Mountain biker was hurt when ambulance carrying him braked suddenly and hit head

A man who was injured inside an ambulance that had picked him up from a cycling accident has been awarded 27,700 Euros by a court in Ireland as compensation.

Stephen Burns, 37, had lost consciousness when he fell head first onto a rock while mountain biking.
When he came to, he walked down the hill with his bike till he met a woman who called him an ambulance.

He told the Circuit Civil Court that although he was bleeding, with swelling over one eye, he felt no pain in his neck and back when the ambulance arrived.

According to the Herald Ireland, Mr Burns told Judge Alan Mahon that after an assessment by the paramedics, he was placed on a stretcher and his head supported by blocks.

He said he was not supplied with a neck collar and, on the way to St Vincent's Hospital, Dublin, the ambulance had to perform an emergency brake to prevent a collision with another driver.

The court heard Mr Burns’s head hit a partition in the ambulance. He said there was "stuff all over the place in the back of the ambulance".
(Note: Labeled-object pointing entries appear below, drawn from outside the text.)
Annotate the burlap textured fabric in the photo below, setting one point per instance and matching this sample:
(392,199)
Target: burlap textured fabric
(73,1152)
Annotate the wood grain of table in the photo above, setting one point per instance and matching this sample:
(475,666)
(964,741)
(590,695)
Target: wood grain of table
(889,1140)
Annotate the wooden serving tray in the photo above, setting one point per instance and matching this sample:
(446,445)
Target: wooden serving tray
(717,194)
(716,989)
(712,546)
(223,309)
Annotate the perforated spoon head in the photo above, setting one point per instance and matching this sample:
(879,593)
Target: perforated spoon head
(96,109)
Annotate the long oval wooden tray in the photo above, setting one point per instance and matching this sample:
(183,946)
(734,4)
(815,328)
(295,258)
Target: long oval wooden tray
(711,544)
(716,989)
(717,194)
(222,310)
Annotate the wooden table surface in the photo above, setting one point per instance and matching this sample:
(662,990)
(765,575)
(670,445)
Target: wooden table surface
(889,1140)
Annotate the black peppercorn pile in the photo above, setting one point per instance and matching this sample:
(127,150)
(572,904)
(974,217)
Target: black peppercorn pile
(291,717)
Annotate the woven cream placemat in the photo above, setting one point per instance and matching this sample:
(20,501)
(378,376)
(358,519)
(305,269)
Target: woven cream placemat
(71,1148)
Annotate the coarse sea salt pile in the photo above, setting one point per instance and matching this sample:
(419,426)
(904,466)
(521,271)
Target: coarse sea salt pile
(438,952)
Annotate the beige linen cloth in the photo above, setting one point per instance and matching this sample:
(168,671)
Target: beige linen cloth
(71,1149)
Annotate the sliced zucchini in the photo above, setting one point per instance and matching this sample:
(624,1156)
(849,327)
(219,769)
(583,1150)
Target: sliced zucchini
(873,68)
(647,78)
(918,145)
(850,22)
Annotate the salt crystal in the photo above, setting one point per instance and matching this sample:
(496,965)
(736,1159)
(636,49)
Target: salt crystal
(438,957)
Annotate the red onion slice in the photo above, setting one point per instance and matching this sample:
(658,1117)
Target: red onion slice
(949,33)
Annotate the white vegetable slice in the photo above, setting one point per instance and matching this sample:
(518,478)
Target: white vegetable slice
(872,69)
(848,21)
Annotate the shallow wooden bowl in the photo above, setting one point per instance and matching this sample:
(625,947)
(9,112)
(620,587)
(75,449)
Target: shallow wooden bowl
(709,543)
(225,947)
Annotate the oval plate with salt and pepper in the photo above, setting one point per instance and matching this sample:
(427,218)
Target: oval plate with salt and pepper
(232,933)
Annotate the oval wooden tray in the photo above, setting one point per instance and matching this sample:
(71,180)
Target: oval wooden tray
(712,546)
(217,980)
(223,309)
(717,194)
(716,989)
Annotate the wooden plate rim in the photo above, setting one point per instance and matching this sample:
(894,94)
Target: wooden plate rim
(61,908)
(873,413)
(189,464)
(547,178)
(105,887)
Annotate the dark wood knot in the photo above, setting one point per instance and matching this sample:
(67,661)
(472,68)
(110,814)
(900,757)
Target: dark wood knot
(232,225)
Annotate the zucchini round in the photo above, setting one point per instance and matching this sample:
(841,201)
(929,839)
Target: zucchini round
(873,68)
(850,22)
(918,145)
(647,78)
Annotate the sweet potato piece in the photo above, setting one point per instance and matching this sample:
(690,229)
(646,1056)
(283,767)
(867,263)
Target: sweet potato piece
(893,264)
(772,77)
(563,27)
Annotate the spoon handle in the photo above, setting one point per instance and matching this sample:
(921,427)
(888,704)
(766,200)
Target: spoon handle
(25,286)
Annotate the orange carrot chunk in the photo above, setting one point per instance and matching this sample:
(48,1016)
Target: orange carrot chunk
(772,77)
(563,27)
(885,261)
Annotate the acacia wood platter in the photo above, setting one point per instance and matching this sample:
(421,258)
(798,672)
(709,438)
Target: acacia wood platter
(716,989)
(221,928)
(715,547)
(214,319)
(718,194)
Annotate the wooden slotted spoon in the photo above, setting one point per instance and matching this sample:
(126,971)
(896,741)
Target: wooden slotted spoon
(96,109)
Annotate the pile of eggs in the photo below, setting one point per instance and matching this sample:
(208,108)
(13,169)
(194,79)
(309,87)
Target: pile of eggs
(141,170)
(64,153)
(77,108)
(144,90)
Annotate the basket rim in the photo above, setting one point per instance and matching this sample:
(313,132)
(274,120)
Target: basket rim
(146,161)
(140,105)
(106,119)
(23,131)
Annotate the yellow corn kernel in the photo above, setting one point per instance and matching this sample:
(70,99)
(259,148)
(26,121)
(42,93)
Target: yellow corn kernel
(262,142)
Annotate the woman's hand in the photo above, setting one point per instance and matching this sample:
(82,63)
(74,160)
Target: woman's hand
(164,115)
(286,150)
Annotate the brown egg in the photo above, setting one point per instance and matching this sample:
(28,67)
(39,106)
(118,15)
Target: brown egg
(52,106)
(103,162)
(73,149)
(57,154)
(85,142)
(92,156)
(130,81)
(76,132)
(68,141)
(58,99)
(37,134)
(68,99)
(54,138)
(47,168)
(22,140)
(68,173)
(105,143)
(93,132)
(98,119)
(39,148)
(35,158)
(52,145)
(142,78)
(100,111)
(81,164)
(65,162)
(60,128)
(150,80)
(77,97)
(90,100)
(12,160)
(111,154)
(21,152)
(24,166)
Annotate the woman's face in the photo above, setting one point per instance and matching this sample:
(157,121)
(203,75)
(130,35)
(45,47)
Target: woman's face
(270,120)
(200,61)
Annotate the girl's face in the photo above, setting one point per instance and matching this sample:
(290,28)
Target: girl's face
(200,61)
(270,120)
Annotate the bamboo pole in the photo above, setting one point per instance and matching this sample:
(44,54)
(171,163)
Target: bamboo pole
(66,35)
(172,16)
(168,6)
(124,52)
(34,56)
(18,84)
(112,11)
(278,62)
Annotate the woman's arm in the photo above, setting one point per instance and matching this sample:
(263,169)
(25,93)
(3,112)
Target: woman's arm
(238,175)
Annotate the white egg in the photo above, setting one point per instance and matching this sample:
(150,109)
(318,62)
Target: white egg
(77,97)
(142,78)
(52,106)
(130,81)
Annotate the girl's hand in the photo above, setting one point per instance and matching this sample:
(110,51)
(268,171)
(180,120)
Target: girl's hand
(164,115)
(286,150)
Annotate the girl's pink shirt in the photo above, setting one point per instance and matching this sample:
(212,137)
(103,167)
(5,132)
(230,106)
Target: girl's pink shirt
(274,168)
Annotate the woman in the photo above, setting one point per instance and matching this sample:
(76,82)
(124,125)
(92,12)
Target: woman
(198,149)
He said that one paramedic was knocked to the floor and one of his head blocks came loose. He said that he sufferent back and neck soft tissue injuries.

Mr Burns sued the HSE and the Motor Insurers Bureau of Ireland for damages.

The HSE alleged Mr Burns was not wearing a cycling helmet when he hit the rock.

Judge Mahon said the violent stop had caused Mr Burns' injuries, and that he was satisfied the accident had not been caused by the ambulance driver.

We recently reported a different civil case in Northern Ireland, in which the High Court reduced the damages awarded to a cyclist involved in a collision with a car because the judge found that looking at his heart rate monitor amounted to contributory negligence.

The court awarded Conor McAllister over £50,000 in damages after finding that driver John Campbell was responsible for the injuries Mr McAllister sustained when he hit Mr Campbell’s car in November 2009.

But the damages would have been £70,000 if Mr McAllister had been looking where he was going.